Our experiments revealed the interesting finding that PEG capsules implanted in the IE site showed heavier fibrotic overgrowth than alginate-PLL capsules at 28-day postsurgery. Capsules implanted in the same site and retrieved after 14-day postsurgery showed no significant differences in lymphocyte or macrophage infiltration between the materials. Further investigation is needed to elucidate the mechanisms behind this observation, and several possibilities are proposed. PEG could cause a stronger reaction in delayed, as compared with immediate, immune response. Local immune response toward PEG may vary among implantation sites. Epididymis is considered an immune privileged tissue, and when the epididymal barrier is broken, the host immune system may demonstrate stronger delayed immune response than other non-immune privileged locations.

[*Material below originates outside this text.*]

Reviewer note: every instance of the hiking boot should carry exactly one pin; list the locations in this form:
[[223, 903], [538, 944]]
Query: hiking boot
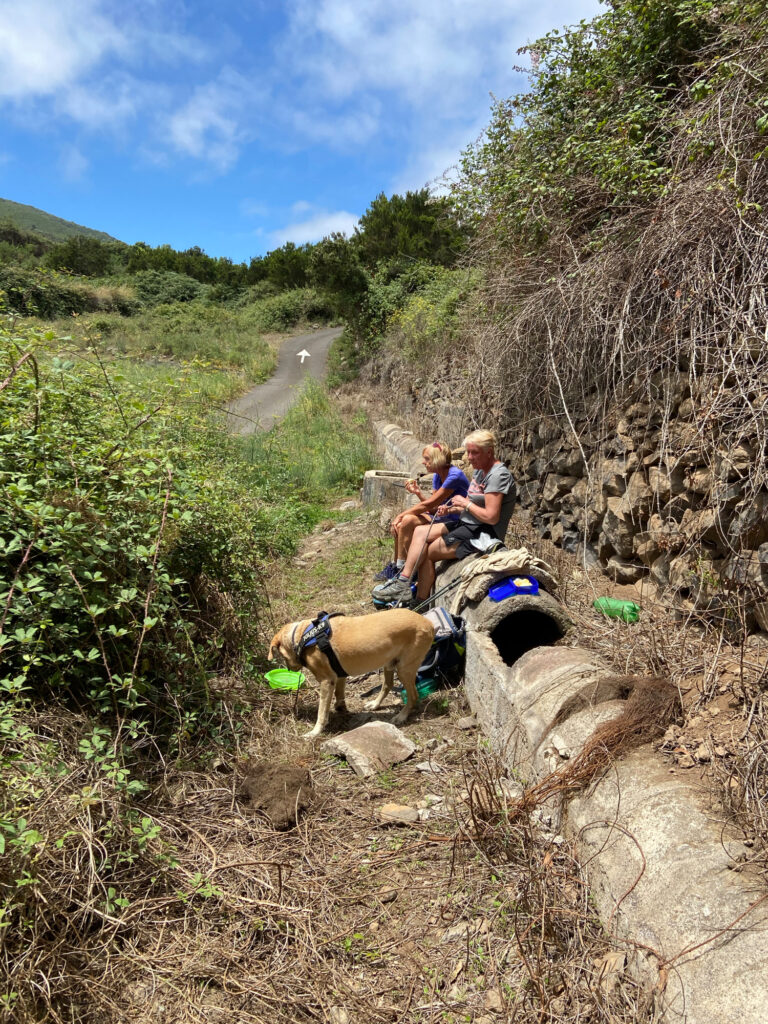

One limitation of this project was the use of empty capsules instead of encapsulated islets. Although the data represent real characteristics of both biomaterials, which were the primary goal of the study, it is preliminary to link the result with clinical reality. Transplanted islets secrete hormones, cytokines, and cell metabolites that may affect fibrosis. It is reasonable to speculate that a different immune response to encapsulated islets may be observed in comparison with empty capsules. Furthermore, encapsulated islet allo- or xeno-grafts may result in differences in immune response and fibrosis induction. Further studies will be necessary to investigate these questions.
This work is supported by American Diabetes Association.